Introduction

Large Transformer models achieve strong generalization and reasoning ability, but their huge size requires massive memory and computation. This makes them hard to train and deploy outside large data centers. To address this, researchers look for efficient architectures that save parameters or computation. Two main directions are parameter efficiency, which reduces or shares model weights, and adaptive computation, which uses more compute only when necessary.

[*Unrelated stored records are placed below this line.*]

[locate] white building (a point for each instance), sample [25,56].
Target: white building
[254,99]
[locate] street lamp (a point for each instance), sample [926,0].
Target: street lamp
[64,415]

A common way to improve parameter efficiency is layer tying, where the same set of weights is reused across multiple layers. For adaptive computation, methods like early exiting let the model stop processing simple tokens earlier. However, most existing models treat these two goals separately. A unified design that combines both efficiency types has been missing. Recursive Transformers reuse one set of layers multiple times, naturally achieving weight sharing. Yet, previous recursive models often fix the number of recursions for all tokens. This wastes computation because every token receives the same processing depth, regardless of difficulty. Attempts at dynamic recursion have also faced training and efficiency challenges.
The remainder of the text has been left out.